Bitcoin Downturn Seeps Into Crypto Treasury Space

Crypto News
Bitcoin Downturn Seeps Into Crypto Treasury Space

That’s according to a report Sunday (Nov. 9) from The Wall Street Journal (WSJ), which noted that this trend has some investors doubling down, and others feeling vindicated.

For most of this year, this report said, companies followed the same path: selling shares or borrowing funds and putting that cash into crypto. It’s a method pioneered by Michael Saylor in 2020 when he turned his software company, then called MicroStrategy, into a bitcoin-focused firm now-called Strategy.

But now, with the price of bitcoin and ether falling, shares of Strategy and its imitators are doing the same. Strategy’s price peaked at $128 billion in July, and is down to $70 billion, the WSJ report said. Saylor, the report added, has stayed optimistic, posting on social media that bitcoin is on sale. However, crypto treasury skeptics had been waiting on this pullback, WSJ said.
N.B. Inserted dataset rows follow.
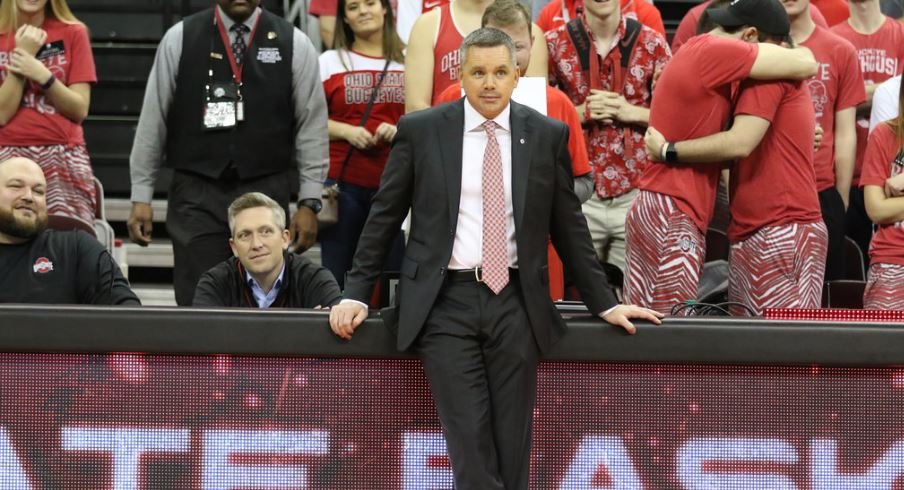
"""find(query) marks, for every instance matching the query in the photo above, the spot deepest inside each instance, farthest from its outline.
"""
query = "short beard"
(24, 229)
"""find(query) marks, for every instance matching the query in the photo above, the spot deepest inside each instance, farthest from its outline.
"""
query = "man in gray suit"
(487, 181)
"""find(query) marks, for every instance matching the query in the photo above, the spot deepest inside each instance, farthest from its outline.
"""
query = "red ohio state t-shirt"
(348, 81)
(693, 99)
(837, 85)
(776, 184)
(69, 58)
(881, 57)
(879, 164)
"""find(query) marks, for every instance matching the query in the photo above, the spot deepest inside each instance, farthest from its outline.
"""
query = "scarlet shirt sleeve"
(687, 28)
(81, 68)
(561, 108)
(544, 19)
(760, 99)
(880, 152)
(727, 60)
(323, 7)
(851, 91)
(452, 92)
(649, 15)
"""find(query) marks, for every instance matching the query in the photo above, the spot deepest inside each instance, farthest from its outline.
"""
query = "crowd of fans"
(791, 109)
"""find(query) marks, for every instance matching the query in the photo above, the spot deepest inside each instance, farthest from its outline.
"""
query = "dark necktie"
(238, 45)
(495, 250)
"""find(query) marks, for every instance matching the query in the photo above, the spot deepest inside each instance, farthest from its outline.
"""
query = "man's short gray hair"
(256, 200)
(486, 37)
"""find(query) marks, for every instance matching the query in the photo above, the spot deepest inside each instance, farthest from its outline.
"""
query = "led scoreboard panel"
(176, 399)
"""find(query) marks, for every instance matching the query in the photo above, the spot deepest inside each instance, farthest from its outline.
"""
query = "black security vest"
(264, 143)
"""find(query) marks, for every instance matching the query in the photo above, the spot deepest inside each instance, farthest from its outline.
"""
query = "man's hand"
(654, 140)
(27, 66)
(141, 223)
(656, 74)
(303, 229)
(894, 186)
(359, 137)
(385, 132)
(617, 108)
(30, 39)
(595, 106)
(621, 316)
(817, 137)
(346, 317)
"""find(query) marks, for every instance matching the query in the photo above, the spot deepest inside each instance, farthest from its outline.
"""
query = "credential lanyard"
(236, 70)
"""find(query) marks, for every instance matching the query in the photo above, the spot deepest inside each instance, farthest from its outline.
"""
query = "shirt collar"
(228, 22)
(473, 119)
(619, 33)
(252, 282)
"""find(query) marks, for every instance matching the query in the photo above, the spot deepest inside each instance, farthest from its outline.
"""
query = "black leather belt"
(472, 275)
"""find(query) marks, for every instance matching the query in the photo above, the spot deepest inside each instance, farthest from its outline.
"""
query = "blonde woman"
(46, 72)
(883, 187)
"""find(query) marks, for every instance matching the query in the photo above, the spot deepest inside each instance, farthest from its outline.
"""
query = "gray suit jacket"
(424, 174)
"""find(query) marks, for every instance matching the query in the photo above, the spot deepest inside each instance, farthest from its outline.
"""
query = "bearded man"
(49, 266)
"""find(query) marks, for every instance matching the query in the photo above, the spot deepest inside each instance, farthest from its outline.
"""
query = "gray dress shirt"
(308, 103)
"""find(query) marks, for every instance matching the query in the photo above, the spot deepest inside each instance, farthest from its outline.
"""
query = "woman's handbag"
(329, 199)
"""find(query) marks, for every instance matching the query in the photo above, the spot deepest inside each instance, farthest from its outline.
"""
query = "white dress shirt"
(264, 300)
(885, 102)
(467, 251)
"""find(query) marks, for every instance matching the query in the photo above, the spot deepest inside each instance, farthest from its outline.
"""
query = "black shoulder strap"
(581, 41)
(626, 45)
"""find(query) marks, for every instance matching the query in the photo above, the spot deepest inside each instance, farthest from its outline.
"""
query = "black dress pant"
(858, 224)
(196, 220)
(480, 357)
(833, 214)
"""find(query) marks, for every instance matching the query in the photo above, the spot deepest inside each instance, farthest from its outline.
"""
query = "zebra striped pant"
(884, 287)
(70, 180)
(664, 253)
(779, 267)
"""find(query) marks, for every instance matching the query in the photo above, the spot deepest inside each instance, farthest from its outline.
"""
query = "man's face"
(23, 208)
(796, 8)
(258, 241)
(602, 9)
(488, 78)
(238, 10)
(520, 34)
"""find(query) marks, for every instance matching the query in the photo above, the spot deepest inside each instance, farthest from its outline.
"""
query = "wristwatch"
(671, 153)
(312, 204)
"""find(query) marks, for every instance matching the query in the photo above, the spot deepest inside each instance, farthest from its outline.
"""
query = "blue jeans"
(338, 242)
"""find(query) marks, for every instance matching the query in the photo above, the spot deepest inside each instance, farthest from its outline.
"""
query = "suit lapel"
(450, 140)
(521, 160)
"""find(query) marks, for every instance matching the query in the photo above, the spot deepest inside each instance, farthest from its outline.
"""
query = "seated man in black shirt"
(262, 274)
(48, 266)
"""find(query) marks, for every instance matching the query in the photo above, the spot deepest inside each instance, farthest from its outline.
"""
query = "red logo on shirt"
(43, 265)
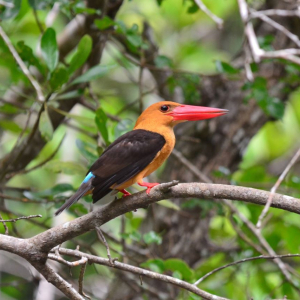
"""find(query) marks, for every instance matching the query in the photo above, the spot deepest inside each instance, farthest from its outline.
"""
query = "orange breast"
(156, 162)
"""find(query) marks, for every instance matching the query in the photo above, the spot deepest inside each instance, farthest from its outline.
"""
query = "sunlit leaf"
(162, 61)
(28, 57)
(10, 12)
(10, 126)
(152, 238)
(101, 122)
(49, 48)
(45, 126)
(70, 95)
(58, 78)
(88, 150)
(122, 127)
(93, 73)
(223, 67)
(104, 23)
(82, 53)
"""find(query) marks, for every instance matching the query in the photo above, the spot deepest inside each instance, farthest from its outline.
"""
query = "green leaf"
(122, 127)
(70, 95)
(51, 193)
(28, 57)
(66, 167)
(175, 264)
(8, 108)
(49, 48)
(159, 2)
(275, 107)
(104, 23)
(155, 265)
(10, 126)
(88, 150)
(39, 4)
(82, 120)
(223, 67)
(101, 120)
(193, 8)
(82, 53)
(45, 126)
(152, 238)
(168, 204)
(58, 77)
(11, 12)
(162, 61)
(177, 275)
(93, 73)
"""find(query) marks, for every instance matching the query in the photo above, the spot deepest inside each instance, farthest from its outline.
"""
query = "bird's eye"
(164, 108)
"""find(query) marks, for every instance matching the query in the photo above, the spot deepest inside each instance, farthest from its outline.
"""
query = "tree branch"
(142, 272)
(47, 240)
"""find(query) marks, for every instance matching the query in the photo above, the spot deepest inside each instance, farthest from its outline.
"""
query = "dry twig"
(20, 218)
(275, 187)
(242, 261)
(22, 65)
(216, 19)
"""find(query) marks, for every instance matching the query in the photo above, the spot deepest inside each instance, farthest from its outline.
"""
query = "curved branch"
(142, 272)
(47, 240)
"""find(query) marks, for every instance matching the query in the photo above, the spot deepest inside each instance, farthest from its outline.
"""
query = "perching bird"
(138, 153)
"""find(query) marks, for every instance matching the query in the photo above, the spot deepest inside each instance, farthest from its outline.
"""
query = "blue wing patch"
(88, 177)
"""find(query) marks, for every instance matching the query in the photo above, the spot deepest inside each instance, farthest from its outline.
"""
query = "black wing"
(123, 159)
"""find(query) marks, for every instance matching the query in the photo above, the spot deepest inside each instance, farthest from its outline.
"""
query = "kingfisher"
(137, 153)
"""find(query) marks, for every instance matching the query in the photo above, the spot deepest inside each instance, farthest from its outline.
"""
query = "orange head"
(167, 113)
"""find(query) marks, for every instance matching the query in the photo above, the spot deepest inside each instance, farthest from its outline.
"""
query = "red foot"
(148, 185)
(125, 193)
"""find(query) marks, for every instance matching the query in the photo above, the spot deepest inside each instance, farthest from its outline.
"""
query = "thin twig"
(242, 261)
(252, 228)
(21, 218)
(279, 27)
(216, 19)
(80, 262)
(22, 65)
(103, 240)
(80, 281)
(249, 31)
(4, 225)
(275, 187)
(140, 84)
(38, 21)
(19, 199)
(276, 12)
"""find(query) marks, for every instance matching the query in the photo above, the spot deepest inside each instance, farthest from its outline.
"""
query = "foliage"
(108, 97)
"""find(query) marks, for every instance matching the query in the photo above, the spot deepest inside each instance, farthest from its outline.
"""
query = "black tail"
(83, 189)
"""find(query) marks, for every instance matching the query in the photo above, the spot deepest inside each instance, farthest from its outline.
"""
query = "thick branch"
(57, 235)
(142, 272)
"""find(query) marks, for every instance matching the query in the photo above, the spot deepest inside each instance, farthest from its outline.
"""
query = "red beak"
(195, 113)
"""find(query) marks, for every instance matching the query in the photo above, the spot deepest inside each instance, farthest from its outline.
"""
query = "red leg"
(148, 185)
(125, 193)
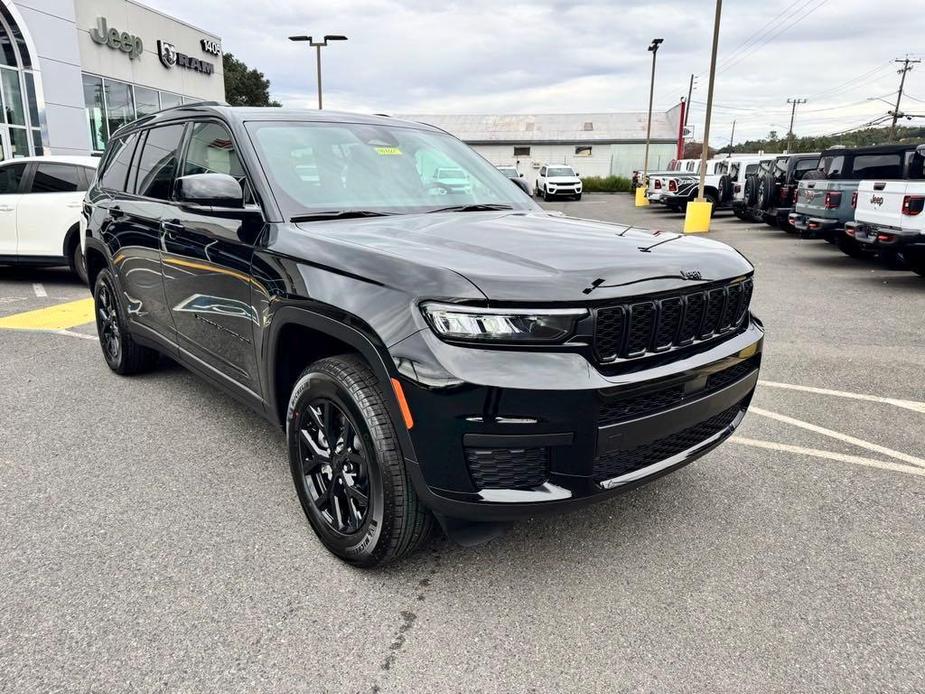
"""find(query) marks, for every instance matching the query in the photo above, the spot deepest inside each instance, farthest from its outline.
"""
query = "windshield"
(315, 167)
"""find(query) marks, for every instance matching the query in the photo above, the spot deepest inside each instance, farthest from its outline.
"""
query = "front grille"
(507, 468)
(620, 463)
(614, 410)
(636, 329)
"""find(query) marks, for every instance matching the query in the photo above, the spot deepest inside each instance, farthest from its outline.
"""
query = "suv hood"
(532, 257)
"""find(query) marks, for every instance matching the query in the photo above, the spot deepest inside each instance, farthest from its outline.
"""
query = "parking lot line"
(905, 457)
(830, 455)
(906, 404)
(57, 317)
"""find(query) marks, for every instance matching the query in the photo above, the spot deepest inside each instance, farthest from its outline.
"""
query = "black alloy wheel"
(335, 467)
(122, 353)
(107, 323)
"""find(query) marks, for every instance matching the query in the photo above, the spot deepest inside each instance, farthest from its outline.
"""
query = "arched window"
(20, 125)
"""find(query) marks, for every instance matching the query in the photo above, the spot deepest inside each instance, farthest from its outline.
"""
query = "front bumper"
(814, 227)
(522, 447)
(884, 238)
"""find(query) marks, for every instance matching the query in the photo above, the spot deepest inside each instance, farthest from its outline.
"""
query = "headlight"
(454, 322)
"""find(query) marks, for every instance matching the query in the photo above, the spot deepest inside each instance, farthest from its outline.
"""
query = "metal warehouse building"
(594, 144)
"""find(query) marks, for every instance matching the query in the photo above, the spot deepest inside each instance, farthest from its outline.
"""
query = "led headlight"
(502, 325)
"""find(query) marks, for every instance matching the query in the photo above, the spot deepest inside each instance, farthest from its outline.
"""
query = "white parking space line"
(829, 455)
(905, 404)
(905, 457)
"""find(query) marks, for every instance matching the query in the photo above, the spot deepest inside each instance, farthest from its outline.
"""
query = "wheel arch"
(313, 336)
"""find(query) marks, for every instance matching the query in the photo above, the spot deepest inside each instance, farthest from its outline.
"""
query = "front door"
(11, 178)
(206, 265)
“The whole concept makes no sense to me. You are just paying $2 for a one-dollar bill,” said Brent Donnelly, president of Spectra Markets. “Eventually those premiums will compress.”

The price of bitcoin has been hitting record highs this year, but has been on a downturn recently amid investor concerns about steep valuationsfor artificial intelligence (AI) companies.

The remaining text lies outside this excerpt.